A woman holds a candle during a rally paying tribute to victims of the Sewol ferry disaster in Seoul, on May 10, 2014. The sinking triggered a wave of national anger and grief that sent South Korean President Park Geun Hye’s approval rating to the lowest in a year and sapped consumer confidence, threatening to slow the economy.

Fifteen crew members of the Sewol ferry went on trial today in South Korea over their role in the deadly sinking that left hundreds dead in the country’s biggest maritime disaster in more than four decades.

Four of the crew, including Captain Lee Joon Seok, have been charged with homicide after abandoning the sinking ship on April 16, while passengers were told to stay in their cabins. Only 172 of the 476 people aboard the Sewol were rescued.

The trial was set to begin at 2 p.m. at Gwangju District Court, south of Seoul, the court said on its website. A separate trial is scheduled later this month for the chairman of the ferry operator and other senior employees charged with allowing excess cargo on the ship and other safety breaches.

“Today’s trial will mostly be about which charges the crew members acknowledge or deny,” Hahn Jee Hyung, a Gwangju court spokesman, said by phone. He wouldn’t say when the court would issue a verdict.

Most of the victims on the Sewol were high school students on a field trip to a resort island. Divers have so far recovered 292 bodies with 12 still missing.

Calling the actions of the crew “like murder,” South Korean President Park Geun Hye vowed to overhaul the government after public criticism over what she called a failed rescue operation. The sinking triggered a wave of national anger and grief that sent Park’s approval rating to the lowest in a year and sapped consumer confidence, threatening to slow the economy.

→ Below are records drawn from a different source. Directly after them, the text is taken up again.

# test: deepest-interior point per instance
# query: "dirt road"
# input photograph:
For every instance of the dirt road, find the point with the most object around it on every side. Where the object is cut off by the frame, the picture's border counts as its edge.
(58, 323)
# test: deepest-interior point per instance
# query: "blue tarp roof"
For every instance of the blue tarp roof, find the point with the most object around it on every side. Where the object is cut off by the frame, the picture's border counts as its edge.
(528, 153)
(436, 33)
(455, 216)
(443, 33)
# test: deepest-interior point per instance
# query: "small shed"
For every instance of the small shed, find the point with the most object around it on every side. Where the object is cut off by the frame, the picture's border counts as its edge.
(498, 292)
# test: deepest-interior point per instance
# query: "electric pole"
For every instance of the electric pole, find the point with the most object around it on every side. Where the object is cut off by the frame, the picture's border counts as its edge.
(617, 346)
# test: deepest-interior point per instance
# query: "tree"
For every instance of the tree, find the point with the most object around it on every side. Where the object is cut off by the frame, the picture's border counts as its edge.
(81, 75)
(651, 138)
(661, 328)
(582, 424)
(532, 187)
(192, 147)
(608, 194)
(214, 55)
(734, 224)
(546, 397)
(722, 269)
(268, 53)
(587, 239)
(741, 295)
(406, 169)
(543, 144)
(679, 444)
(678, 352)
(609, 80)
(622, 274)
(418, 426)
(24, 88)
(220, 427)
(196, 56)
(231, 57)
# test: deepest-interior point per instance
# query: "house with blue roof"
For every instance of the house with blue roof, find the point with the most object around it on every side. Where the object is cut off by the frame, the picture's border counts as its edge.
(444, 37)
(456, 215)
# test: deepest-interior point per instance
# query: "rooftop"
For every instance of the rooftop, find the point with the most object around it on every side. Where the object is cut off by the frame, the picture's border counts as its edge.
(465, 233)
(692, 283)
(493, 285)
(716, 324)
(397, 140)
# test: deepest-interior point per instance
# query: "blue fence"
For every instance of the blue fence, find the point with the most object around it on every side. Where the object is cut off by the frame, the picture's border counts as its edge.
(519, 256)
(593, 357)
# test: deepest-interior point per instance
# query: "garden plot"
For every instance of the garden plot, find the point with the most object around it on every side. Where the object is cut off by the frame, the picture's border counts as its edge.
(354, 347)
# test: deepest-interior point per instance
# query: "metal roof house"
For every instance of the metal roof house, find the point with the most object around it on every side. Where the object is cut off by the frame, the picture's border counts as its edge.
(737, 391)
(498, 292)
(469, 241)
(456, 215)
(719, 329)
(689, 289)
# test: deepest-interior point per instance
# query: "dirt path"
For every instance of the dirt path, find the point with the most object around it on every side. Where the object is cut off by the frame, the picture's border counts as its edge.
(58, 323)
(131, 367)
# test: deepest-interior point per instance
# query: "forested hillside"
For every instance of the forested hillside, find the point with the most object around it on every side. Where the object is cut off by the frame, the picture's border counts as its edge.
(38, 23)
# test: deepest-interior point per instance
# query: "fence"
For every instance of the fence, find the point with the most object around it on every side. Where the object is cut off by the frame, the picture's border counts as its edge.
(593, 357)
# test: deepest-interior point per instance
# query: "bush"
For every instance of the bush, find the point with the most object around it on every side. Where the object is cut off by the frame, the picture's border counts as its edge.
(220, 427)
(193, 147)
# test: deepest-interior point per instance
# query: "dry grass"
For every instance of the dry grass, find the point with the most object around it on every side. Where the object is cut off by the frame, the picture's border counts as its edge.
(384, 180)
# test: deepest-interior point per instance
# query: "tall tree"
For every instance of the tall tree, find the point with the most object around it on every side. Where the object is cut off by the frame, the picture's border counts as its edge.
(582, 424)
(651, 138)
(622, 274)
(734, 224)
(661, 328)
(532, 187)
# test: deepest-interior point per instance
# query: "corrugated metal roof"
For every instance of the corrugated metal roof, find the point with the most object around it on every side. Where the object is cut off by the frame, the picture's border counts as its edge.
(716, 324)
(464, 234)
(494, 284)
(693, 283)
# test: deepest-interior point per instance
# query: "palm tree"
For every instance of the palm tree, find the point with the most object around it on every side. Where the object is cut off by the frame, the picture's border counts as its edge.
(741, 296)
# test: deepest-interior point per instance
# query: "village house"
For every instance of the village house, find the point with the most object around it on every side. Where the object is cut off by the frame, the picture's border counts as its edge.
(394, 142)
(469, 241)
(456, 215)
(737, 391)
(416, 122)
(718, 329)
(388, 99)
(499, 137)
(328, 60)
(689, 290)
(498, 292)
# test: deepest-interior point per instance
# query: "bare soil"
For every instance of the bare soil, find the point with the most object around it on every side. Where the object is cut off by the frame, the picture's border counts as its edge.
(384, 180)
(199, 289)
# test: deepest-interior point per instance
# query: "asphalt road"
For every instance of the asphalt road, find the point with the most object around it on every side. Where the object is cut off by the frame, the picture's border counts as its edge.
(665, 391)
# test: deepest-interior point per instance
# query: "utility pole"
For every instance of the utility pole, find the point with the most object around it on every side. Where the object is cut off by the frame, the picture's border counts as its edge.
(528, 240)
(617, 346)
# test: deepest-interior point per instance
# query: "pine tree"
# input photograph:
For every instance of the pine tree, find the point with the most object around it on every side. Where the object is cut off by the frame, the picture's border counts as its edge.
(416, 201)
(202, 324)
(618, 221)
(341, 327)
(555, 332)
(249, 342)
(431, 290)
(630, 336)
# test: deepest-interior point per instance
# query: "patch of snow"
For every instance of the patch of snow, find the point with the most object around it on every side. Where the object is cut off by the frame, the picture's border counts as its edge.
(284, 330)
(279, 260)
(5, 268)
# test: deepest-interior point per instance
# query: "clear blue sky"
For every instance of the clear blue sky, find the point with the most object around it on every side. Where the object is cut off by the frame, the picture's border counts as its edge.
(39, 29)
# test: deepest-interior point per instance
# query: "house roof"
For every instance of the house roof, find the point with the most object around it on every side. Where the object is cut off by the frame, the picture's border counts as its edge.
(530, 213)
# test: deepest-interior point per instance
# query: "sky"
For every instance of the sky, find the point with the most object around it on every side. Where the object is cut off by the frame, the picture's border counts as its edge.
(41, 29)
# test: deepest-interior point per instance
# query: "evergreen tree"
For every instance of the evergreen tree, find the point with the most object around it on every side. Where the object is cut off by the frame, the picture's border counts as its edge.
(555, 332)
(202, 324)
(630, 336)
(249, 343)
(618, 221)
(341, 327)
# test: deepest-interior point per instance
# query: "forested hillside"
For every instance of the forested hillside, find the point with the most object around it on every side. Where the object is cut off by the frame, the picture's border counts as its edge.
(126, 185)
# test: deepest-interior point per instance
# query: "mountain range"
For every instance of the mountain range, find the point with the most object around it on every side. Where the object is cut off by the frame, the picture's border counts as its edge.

Park nominated Moon Chang Keuk, a former journalist, as her new prime minister today after accepting the resignation of Prime Minister Chung Hong Won over the handling of rescue operations. Her earlier pick withdrew from consideration, after denying graft allegations raised by opposition lawmakers.

Park’s Saenuri party and the main opposition split last week’s local elections amid repercussions from the sinking in her first electoral test since taking office in February last year.